Tous les Barbares languissaient, couchés par terre. Entre leurs lignes, çà et là, un vétéran passait ; et ils hurlaient des malédictions contre les Carthaginois, contre Hamilcar et contre Mâtho, bien qu’il fût innocent de leur désastre ; mais il leur semblait que leurs douleurs eussent été moindres s’ils les avait partagées. Puis ils gémissaient ; quelques-uns pleuraient tout bas, comme de petits enfants.

Ils venaient vers les capitaines et ils les suppliaient de leur accorder quelque chose qui apaisât leurs souffrances. Les autres ne répondaient rien, ou, saisis de fureur, ils ramassaient une pierre et la leur jetaient au visage.

Plusieurs conservaient soigneusement, dans un trou en terre, une réserve de nourriture, quelques poignées de dattes, un peu de farine ; et on mangeait cela pendant la nuit, en baissant la tête sous son manteau. Ceux qui avaient des épées les gardaient nues dans leurs mains ; les plus défiants se tenaient debout, adossés contre la montagne.
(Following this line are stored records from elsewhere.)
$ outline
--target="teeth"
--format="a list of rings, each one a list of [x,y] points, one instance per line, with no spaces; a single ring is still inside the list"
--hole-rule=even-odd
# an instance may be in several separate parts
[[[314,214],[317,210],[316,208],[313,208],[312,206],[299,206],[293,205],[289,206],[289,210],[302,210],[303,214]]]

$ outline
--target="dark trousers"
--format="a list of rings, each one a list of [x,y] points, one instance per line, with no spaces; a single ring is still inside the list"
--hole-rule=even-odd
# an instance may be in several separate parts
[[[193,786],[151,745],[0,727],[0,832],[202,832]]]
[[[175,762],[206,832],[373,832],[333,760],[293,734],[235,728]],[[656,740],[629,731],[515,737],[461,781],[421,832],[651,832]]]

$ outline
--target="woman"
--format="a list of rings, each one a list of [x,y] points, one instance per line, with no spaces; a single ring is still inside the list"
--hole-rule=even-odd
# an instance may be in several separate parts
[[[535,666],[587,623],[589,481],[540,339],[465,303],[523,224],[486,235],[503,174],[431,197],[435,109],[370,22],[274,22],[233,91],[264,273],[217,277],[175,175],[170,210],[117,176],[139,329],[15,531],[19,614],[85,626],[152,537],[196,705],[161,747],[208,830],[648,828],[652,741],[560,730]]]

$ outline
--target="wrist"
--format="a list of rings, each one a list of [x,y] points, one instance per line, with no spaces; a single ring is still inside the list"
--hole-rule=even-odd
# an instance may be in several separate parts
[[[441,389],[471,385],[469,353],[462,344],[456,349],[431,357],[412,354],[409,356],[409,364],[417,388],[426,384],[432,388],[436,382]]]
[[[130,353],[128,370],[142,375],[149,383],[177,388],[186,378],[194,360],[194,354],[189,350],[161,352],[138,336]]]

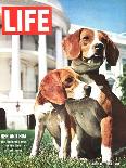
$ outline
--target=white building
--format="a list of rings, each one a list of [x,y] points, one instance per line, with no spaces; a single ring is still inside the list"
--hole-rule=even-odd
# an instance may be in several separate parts
[[[52,35],[2,35],[2,5],[51,5]],[[26,129],[38,83],[48,70],[67,65],[61,40],[70,22],[58,0],[0,0],[0,108],[8,128]],[[20,109],[17,109],[20,104]],[[17,112],[18,111],[18,112]]]
[[[33,113],[38,83],[48,70],[67,65],[62,56],[61,40],[68,33],[70,22],[58,0],[0,0],[0,27],[2,5],[42,4],[52,7],[52,35],[10,36],[2,35],[0,28],[0,108],[5,111],[8,128],[27,129],[28,114]],[[83,26],[72,25],[70,33],[80,27]],[[116,79],[123,75],[123,64],[126,63],[126,36],[112,33],[109,36],[119,48],[121,56],[115,67],[110,67],[104,62],[101,73],[119,96]],[[0,111],[0,118],[1,115]]]
[[[83,26],[80,25],[72,24],[68,33],[72,34],[81,27]],[[100,68],[100,73],[105,75],[105,78],[108,79],[112,88],[112,91],[118,98],[121,98],[122,92],[121,92],[121,88],[118,87],[118,77],[123,76],[123,65],[126,64],[126,34],[125,33],[115,34],[115,33],[110,33],[110,31],[105,31],[105,33],[116,43],[119,50],[119,57],[118,57],[116,66],[110,66],[106,62],[104,62]]]

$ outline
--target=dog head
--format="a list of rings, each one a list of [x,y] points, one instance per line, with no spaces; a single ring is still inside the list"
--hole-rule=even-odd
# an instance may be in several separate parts
[[[78,74],[70,68],[55,69],[41,80],[38,91],[38,103],[49,101],[62,105],[67,98],[81,99],[85,96],[85,82]]]
[[[100,30],[81,28],[62,41],[63,53],[72,60],[76,70],[85,73],[99,69],[104,59],[115,66],[119,51],[109,36]]]

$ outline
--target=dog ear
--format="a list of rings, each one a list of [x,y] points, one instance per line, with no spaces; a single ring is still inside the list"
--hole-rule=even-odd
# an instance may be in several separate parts
[[[81,29],[66,36],[62,41],[63,53],[68,60],[77,59],[80,54],[80,31]]]
[[[62,86],[58,70],[50,72],[40,83],[40,93],[48,101],[54,104],[64,104],[66,92]]]
[[[108,37],[106,42],[106,61],[111,66],[115,66],[119,56],[119,51],[115,43]]]

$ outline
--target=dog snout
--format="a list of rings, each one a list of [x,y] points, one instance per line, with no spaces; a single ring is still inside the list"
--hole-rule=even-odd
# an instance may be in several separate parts
[[[96,49],[96,51],[102,51],[103,49],[104,49],[104,44],[103,43],[96,43],[94,44],[94,49]]]

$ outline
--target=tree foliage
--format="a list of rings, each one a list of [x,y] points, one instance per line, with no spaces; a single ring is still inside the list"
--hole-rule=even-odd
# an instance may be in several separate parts
[[[123,76],[119,77],[119,86],[122,88],[122,102],[126,105],[126,64],[123,66]]]

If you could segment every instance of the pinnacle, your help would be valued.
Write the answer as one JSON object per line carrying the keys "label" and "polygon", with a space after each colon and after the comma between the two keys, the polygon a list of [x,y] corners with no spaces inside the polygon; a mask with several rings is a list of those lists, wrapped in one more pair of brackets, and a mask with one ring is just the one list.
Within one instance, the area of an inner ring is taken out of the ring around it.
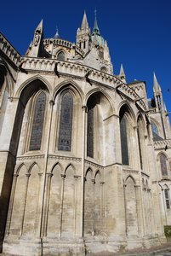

Ils accusaient leurs chefs et les menaçaient. Autharite ne craignait pas de se montrer. Avec cette obstination de Barbare que rien ne rebute, vingt fois par jour il s’avançait jusqu’au fond, vers les roches, espérant chaque fois les trouver peut-être déplacées ; et, balançant ses lourdes épaules couvertes de fourrures, il rappelait à ses compagnons un ours qui sort de sa caverne, au printemps, pour voir si les neiges sont fondues.